Global Cooling? Why We Need Politics Out of Climate Change Science
Those of you who were alive in the 70's may remember articles in Time Magazine warning the world about an impending ice age.
That seems ludicrous after three decades of concerted effort to convince everyone that global warming is upon us and that we and our technology are the cause. It's almost as if powerful elites decided that climate alarmism by itself served no purpose unless a class of people, such as wealthy industrialists, could be blamed. And so, they theorize that wealthy petroleum energy capitalists are affecting the environment with CO2-induced warming at the expense of the common man, and those evil industrialists must be stopped.
But now, according to an article at news.com.au, the mini-ice age is making a resurgence. Meteorologist and respected solar observer Paul Dorian raised the alarm in his latest report, which has led some to change the predictions from global warming to global cooling.
"For the second time this month, the sun has gone completely blank," Mr. Dorian says. "The blank sun is a sign that the next solar minimum is approaching and there will be an increasing number of spotless days over the next few years. The next solar minimum phase is expected to take place around 2019 or 2020."
The article goes on to report that the "current solar cycle is the 24th since 1755 when extensive recording of solar sunspot activity began and is the weakest in more than a century with the fewest sunspots since cycle 14 peaked in February 1906."
Given that the sun is the main driver of all weather and climate, the sinister-sounding "blankness" to which Mr. Dorian refers has some experts predicting a "Maunder Minimum" phase similar to one which began in 1645 which is referred to as the "Little Ice Age". The Maunder Minimum, named after solar astronomer Edward Maunder, lasted for a brutal 70 years and was so cold the River Thames froze over. You might remember those Charles Dickens images of a snow-covered London just a couple of centuries ago.

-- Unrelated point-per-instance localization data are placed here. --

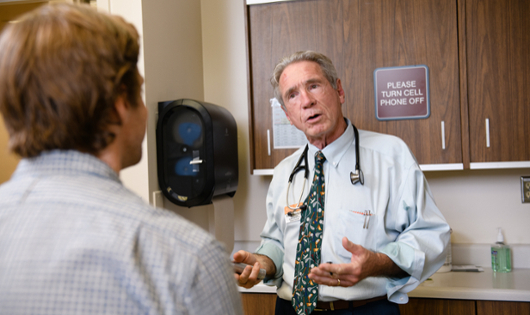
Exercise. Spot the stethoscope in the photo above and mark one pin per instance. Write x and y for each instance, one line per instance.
(357, 177)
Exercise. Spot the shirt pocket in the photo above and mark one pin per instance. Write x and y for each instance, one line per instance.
(355, 225)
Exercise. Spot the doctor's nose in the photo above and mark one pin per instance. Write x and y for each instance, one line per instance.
(307, 100)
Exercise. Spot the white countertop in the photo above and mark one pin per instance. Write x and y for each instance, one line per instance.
(486, 285)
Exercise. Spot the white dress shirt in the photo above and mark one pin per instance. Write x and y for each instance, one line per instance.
(403, 222)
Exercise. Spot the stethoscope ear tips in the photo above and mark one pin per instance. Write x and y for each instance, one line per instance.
(357, 177)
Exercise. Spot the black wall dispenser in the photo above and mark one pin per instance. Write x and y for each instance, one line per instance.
(196, 152)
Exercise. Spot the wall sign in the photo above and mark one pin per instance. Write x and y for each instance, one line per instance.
(402, 92)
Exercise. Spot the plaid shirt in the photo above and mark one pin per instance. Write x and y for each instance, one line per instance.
(74, 240)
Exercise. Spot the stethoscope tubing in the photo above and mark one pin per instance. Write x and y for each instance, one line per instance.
(356, 177)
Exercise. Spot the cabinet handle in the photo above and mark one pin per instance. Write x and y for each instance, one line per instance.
(487, 133)
(269, 141)
(443, 135)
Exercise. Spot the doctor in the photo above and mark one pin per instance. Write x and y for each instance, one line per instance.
(381, 237)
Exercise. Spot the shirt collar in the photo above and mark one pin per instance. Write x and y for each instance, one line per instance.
(336, 150)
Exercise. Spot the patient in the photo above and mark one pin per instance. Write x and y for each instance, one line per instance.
(73, 239)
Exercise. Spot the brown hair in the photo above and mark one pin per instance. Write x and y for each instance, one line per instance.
(325, 64)
(62, 67)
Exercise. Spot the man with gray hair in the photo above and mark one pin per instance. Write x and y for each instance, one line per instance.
(73, 238)
(359, 241)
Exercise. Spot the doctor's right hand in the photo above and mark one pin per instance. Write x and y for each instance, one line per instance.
(249, 277)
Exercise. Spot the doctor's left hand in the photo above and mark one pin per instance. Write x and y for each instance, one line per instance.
(249, 277)
(363, 264)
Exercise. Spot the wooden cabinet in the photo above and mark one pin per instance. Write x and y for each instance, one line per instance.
(437, 307)
(258, 303)
(497, 42)
(263, 304)
(501, 308)
(360, 36)
(476, 52)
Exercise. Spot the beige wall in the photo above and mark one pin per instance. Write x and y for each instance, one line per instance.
(474, 203)
(196, 49)
(8, 161)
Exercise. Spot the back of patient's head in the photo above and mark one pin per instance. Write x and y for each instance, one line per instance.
(62, 67)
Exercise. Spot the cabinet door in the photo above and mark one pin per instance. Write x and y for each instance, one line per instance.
(498, 70)
(359, 37)
(437, 307)
(258, 303)
(501, 307)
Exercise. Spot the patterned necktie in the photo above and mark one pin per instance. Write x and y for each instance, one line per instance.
(305, 291)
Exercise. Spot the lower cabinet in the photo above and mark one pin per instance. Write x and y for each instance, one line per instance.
(263, 304)
(258, 303)
(438, 307)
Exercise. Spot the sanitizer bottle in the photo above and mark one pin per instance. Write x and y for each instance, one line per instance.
(501, 255)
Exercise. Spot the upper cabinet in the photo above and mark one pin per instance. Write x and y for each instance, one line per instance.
(498, 81)
(476, 52)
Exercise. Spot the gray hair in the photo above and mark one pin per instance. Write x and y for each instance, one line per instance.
(325, 64)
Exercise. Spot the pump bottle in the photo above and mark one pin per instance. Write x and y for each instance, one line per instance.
(501, 256)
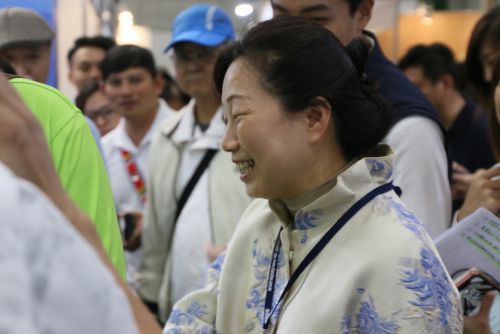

The article illustrates yet another problem with the concept of scientific consensus regarding global climate. Scientists are a multi-disciplinary community of people studying issues from diverse viewpoints. Solar scientists monitor a very different set of factors than do atmospheric scientists. The potential warming effects by human activity affecting the biosphere may be completely dwarfed by changes in heat and magnetic wind from the sun that solar scientists study.
The sun is the main driver of earth's temperature. Earth would be a lifeless, cold object without it. Furthermore, scientists studying the sun's effect on temperature can study other planets as a kind of "control" group, observing that other planets are warming during the same periods that warming is observed on earth and recognizing that warming on those other planets is clearly not related to human activity.
Cornwall Alliance contributor, Vijay Jayaraj, recently reported that another group of scientists, those who study the weather effects of ocean currents, are also predicting global cooling.
He writes, "The latest temperature records indicate a massive drop in the global temperature levels during the past two months, helped by the receding El Niño and the fast-approaching La Niña. In fact, the 2-month drop of 0.37˚ C (0.67˚ F) in global average temperature May–June was the second largest in 37 years of recorded history."
The implication is that the unusual warmth of the previous five months was the short term effect of an unusually strong El Niño, not the continuation of long-term, human-induced global warming. This is yet another branch of science that seems to be at odds with global warming advocates. Nevertheless, we are left wondering whether these insights from two different branches of science represent a break from the climate change "consensus" or are merely providing cover for the observed reality that global warming seems to have stalled.
The controversy among scientists doesn't stop at mere observation, but extends to recommendations about what actions we humans might take.
For example, advocates of renewable energy have come under fire from naturalists because of high incidences of bird deaths associated with wind turbines. It's hard to argue for renewable energy technology to save the environment when its use shreds the creatures that live in the environment.
Managing the earth's climate and ecology is a study in unintended consequences due to the complex interaction between physical forces and biological factors. Climate is too complex for mere humans to manage properly. Calls to do so reminds me of economic socialism, whose advocates and practitioners invariably fail to account for the interaction of supply and demand and the unpredictability of human nature and motivations operating in an economy. They can often see trends and tendencies, but only enough to fool them into thinking they can always make the right management decisions, or even know what needs to be managed.
So that brings us back to global cooling. Maybe the global warming alarmists have it backwards and need to encourage human activity that raises temperatures as a way to mitigate against the cooling effect of the solar minimum!
I am being facetious of course!
What's really needed is to take the emotion and politics out of the climate change issue and replace it with actual good science. Bring together space scientists and atmospheric, oceanic, geologic, and other scientists to share their findings — including their disagreements — with a confused and polarized public.
Unfortunately, as long as money and power are in the equation, we may not get to good science for a time. We must therefore remain reasonably skeptical of climate-change claims. As both scientists and consumers of scientific reporting, we must recognize that the overall picture is unsettled and that we must not allow political advocacy to censor any views or steer our judgment. I find the Cornwall Alliance one of the best sources of objective science reporting related to climate change while advocating responsible stewardship of the environment from a Biblical perspective.